Kamrava agrees. While pro-bidet, he says that people shouldn’t need to choose between using one method or the other to get clean. “Toilet paper has its place, as do bidets,” he says. “For people without major issues, toilet paper is just fine.”
|by Anonymous||reply 66||01/10/2017|
I once dropped a deuce so big my eyeballs sunk in a bit ... and then I sneezed and they popped out of my lids like a chihuahua dog's.
|by Anonymous||reply 67||01/10/2017|
I notice when I take Metamucil, my turds are thick and long. If I don't take it, it seems I just get little chips in the bowl. It feels so good to take a major dump and the chips make me feel like I'm still full of it.
|by Anonymous||reply 68||01/10/2017|
There's nothing better than the poop shivers. The only times I've felt tears come to my eyes in the last few years have been during a good bowel movement.
|by Anonymous||reply 69||01/10/2017|
If I don't shiver when I shit, is there something wrong?
|by Anonymous||reply 70||01/10/2017|
No R70, R69 shits in a cold outhouse.
|by Anonymous||reply 71||01/10/2017|
toilet paper is good when the poop is hard and has a consistent characteristic shape,but when it comes out of the ass with the consistency of sour cream then you must use a bidet to clean your mess down there
|by Anonymous||reply 72||01/10/2017|
How bottomnal, R72.
|by Anonymous||reply 73||01/10/2017|
I've said it before and I'll say it again: Gay men should never do #2. We're better than this.
|by Anonymous||reply 74||01/10/2017|
Plop-plop, fizz-fizz, oh what a relief it is!
|by Anonymous||reply 75||01/10/2017|
A double decker is shit in toilet tank said my friends tween son
|by Anonymous||reply 76||01/10/2017|
Lord, can you even imagine trying to clean up that R76?
|by Anonymous||reply 77||01/10/2017|
R77 r76 here..no but I had a memory of when my aunt and uncle stayed at my home and we think it was the aunt who shat on the carpet in a guest room maybe in her sleep or pills made her forget.

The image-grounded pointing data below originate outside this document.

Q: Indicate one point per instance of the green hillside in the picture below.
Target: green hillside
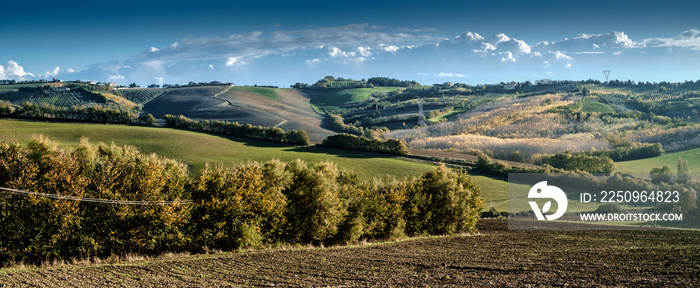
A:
(264, 91)
(333, 100)
(197, 149)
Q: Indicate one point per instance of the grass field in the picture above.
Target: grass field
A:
(333, 100)
(670, 159)
(448, 115)
(264, 91)
(15, 87)
(197, 149)
(597, 107)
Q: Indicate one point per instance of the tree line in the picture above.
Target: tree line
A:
(275, 134)
(352, 142)
(90, 114)
(244, 206)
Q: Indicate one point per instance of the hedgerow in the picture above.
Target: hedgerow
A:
(247, 205)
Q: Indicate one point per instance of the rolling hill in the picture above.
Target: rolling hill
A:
(198, 149)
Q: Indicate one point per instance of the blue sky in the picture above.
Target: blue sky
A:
(283, 42)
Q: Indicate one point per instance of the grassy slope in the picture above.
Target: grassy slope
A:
(197, 149)
(592, 106)
(671, 159)
(119, 99)
(333, 100)
(448, 115)
(264, 91)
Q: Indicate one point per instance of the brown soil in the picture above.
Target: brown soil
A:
(496, 257)
(292, 111)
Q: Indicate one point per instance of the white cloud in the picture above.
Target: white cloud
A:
(391, 48)
(337, 52)
(313, 62)
(364, 51)
(230, 61)
(469, 37)
(155, 65)
(258, 44)
(688, 39)
(507, 56)
(589, 52)
(560, 55)
(451, 75)
(12, 70)
(485, 48)
(52, 73)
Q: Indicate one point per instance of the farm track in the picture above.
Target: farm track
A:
(496, 257)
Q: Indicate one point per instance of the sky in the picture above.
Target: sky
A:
(285, 42)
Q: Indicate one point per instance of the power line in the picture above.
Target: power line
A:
(94, 200)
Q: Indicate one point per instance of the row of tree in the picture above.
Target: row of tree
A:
(274, 134)
(92, 113)
(249, 205)
(352, 142)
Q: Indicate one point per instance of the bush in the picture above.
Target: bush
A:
(245, 206)
(443, 202)
(347, 141)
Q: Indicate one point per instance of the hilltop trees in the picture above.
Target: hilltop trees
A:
(246, 205)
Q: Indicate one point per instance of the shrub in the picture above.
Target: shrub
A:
(347, 141)
(443, 202)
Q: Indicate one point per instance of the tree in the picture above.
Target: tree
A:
(661, 174)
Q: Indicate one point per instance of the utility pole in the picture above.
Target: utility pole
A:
(421, 117)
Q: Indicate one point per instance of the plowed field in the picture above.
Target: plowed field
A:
(495, 257)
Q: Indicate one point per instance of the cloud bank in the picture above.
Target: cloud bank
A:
(361, 50)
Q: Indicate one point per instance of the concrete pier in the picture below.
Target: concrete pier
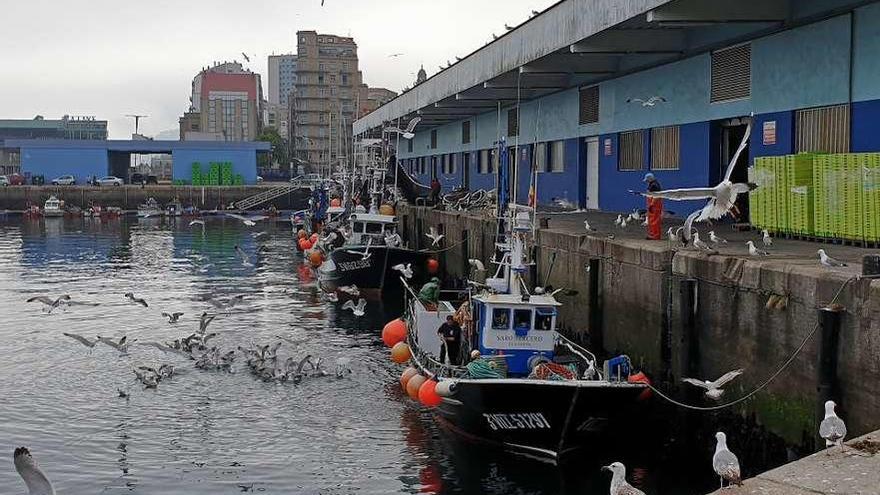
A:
(853, 469)
(751, 313)
(128, 197)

I found it weeks later..the worst
|by Anonymous||reply 78||01/10/2017|
All we need now is the arrival of the "I haven't farted in over a decade" troll and this thread is complete.

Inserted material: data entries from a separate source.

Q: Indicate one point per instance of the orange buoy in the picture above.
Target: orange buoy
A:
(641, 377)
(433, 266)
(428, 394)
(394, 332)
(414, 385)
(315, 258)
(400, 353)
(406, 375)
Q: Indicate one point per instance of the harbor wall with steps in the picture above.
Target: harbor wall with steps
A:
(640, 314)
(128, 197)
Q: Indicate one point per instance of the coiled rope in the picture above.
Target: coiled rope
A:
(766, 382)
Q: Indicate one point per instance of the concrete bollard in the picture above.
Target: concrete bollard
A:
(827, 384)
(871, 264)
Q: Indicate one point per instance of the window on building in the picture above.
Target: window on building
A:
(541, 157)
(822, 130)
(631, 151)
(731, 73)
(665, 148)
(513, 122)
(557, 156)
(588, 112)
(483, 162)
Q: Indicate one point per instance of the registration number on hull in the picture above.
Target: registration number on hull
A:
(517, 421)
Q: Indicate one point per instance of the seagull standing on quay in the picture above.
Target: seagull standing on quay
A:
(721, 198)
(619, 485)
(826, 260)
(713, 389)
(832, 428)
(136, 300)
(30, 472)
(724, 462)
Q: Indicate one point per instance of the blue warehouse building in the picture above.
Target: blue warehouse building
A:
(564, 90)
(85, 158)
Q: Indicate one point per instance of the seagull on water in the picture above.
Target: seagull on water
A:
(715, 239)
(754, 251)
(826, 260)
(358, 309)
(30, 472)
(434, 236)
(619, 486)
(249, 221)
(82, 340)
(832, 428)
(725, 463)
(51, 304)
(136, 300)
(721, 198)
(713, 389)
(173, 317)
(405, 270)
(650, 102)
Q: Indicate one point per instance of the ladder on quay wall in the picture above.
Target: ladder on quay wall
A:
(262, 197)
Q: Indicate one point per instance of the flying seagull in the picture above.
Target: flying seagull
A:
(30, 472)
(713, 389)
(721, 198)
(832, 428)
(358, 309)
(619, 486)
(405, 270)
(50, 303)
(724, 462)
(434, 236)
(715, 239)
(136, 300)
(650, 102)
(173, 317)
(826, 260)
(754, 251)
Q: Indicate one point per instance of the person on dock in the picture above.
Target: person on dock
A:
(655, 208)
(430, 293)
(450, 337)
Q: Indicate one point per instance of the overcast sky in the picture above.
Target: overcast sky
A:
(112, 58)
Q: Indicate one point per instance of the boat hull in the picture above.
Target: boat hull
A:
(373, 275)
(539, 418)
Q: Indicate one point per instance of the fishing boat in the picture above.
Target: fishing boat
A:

|by Anonymous||reply 79||01/11/2017|
R79, anyone who hasn't farted in a decade probably has a colostomy bag attached...
|by Anonymous||reply 80||01/12/2017|
I wonder if the "I haven't farted in over a decade" queen is also the "I love to watch other guys take a shit" queen.
|by Anonymous||reply 81||01/12/2017|
Hot as shit!
|by Anonymous||reply 82||01/12/2017|
Is shit REALLY that hot?
|by Anonymous||reply 83||01/22/2017|
R83 = NO it isn't.
|by Anonymous||reply 84||01/22/2017|
R84 – I see you've never eaten Sriracha.
|by Anonymous||reply 85||01/25/2017|
|by Anonymous||reply 86||02/20/2021|
|by Anonymous||reply 87||Last Monday at 5:55 PM|
Am I the only one that does this? I want to flush IMMEDIATELY as it exits my asshole to smell less but I am also curious to see what it looks like :*(
I have various food allergies and sensitivities so my shit varies. I have mostly cut out dairy and onions and foods that yuck up my guts with gas, which can sometimes cause my shits to be delayed and come out long and thin like the slender man (and hurt more than any soup can dick or shit....sorry if this is TMI but fuck this is a shit thread!).
I started taking Pure supplements - not even for sex - just to shit good - and some of them have been almost heavenly. Massive and 'clean' in that it all comes out in one or two subway train cars with minimal mess and wiping.